For me, I can currently do 7 nose-to-floor handstand pushups, and 2 reps with the 60lb 2 DB clean and press. I am going to hit the track with some friends next Saturday to set benchmark times in the 1 mile, 400 meter and 100 meter sprints.
Picture of the Day
This is the swim start at the Lake Placid Ironman. Watch your head!
Saturday, January 2, 2010
2 DB clean and press 60lb x 10 singles
Versaclimber (legs only) 10 min. 960 feet
Treadmill 2 miles 15:40
Train with a purpose.
There are two types of people in the gym. The first person looks lost. He or she spends a lot of time looking around, going from machine to machine. He doesn't have a plan, he doesn't push hard on any one exercise, and he often barely breaks a sweat.
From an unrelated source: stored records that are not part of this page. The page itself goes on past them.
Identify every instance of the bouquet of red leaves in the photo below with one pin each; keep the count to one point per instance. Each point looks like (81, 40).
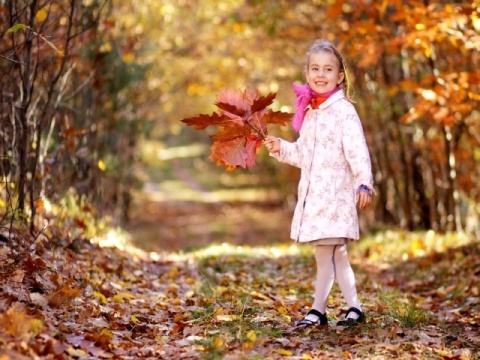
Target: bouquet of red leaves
(242, 125)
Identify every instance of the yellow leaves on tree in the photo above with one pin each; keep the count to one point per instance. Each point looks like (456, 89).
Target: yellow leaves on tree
(17, 323)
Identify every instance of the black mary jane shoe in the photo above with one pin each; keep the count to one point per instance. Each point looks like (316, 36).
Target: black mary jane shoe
(352, 322)
(322, 319)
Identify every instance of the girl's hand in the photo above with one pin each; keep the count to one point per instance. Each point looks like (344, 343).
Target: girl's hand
(363, 199)
(272, 144)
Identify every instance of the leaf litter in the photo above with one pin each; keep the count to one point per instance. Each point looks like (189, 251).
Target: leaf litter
(84, 301)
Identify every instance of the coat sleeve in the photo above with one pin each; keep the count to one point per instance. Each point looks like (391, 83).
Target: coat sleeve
(356, 150)
(290, 152)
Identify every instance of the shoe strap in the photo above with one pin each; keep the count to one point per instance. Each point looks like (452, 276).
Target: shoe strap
(316, 313)
(356, 311)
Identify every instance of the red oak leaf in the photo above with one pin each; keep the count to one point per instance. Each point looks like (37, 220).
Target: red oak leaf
(242, 125)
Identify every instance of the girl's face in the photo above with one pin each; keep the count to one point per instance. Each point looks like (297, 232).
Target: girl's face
(323, 72)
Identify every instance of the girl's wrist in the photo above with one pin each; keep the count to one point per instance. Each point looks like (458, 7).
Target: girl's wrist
(366, 189)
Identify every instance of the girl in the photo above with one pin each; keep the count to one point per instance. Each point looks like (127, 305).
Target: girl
(336, 174)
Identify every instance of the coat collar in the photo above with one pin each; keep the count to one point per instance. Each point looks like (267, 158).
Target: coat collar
(339, 95)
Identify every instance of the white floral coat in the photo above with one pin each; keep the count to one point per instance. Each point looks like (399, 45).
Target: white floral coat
(332, 154)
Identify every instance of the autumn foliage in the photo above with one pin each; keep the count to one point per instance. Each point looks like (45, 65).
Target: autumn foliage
(242, 125)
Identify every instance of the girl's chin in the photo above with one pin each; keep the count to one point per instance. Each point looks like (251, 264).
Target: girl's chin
(322, 89)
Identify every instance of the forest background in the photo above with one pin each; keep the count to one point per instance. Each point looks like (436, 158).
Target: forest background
(92, 93)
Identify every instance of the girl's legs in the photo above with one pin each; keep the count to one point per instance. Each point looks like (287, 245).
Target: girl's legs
(325, 278)
(332, 263)
(346, 279)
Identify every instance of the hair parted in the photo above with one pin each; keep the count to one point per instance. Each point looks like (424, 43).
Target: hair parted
(325, 45)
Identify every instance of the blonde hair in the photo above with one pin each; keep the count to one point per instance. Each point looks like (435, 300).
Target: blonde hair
(325, 45)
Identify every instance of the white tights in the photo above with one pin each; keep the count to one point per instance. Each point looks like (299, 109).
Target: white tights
(332, 263)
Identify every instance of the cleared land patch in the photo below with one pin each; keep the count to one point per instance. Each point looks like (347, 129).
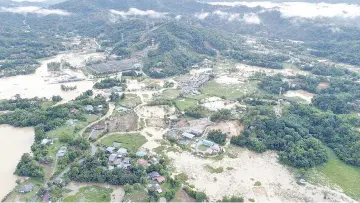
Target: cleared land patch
(131, 141)
(91, 194)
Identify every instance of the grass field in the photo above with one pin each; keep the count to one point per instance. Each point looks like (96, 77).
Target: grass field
(337, 173)
(91, 194)
(185, 103)
(170, 94)
(136, 196)
(130, 101)
(213, 88)
(131, 142)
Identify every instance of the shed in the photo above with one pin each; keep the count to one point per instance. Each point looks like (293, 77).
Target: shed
(207, 143)
(153, 175)
(110, 149)
(122, 151)
(99, 127)
(160, 179)
(89, 108)
(26, 188)
(141, 154)
(156, 187)
(188, 135)
(196, 132)
(61, 152)
(142, 162)
(116, 144)
(112, 157)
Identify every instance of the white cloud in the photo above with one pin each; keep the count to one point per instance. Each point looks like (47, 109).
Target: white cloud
(251, 18)
(34, 9)
(137, 12)
(178, 17)
(202, 15)
(303, 9)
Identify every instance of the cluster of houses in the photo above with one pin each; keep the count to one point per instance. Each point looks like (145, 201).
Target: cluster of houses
(61, 152)
(91, 108)
(118, 158)
(212, 147)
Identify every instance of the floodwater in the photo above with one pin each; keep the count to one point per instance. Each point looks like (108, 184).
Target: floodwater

The other person is focused. He or she walks with a purpose. He knows exactly what needs to be accomplished, and knows it is going to hurt. He doesn't look around much, in fact he spends a lot of time looking at the floor or the wall. Why? Because he is preparing his mind to push his body to places it has never been before.
When he is training, he has a vacant, yet determined look. He is arguing with himself - do I really need to go the whole 30 minutes? 25 minutes would be ok wouldn't it? He eventually tells his mind to shut up and he guts it out.
He is only at the gym for 30 minutes. He walks out, muscles ripped, sweat dripping off his face. He is exhausted, and looks it. He trained with a purpose and intensity rarely seen in most gyms.
Who do you think is going to see results?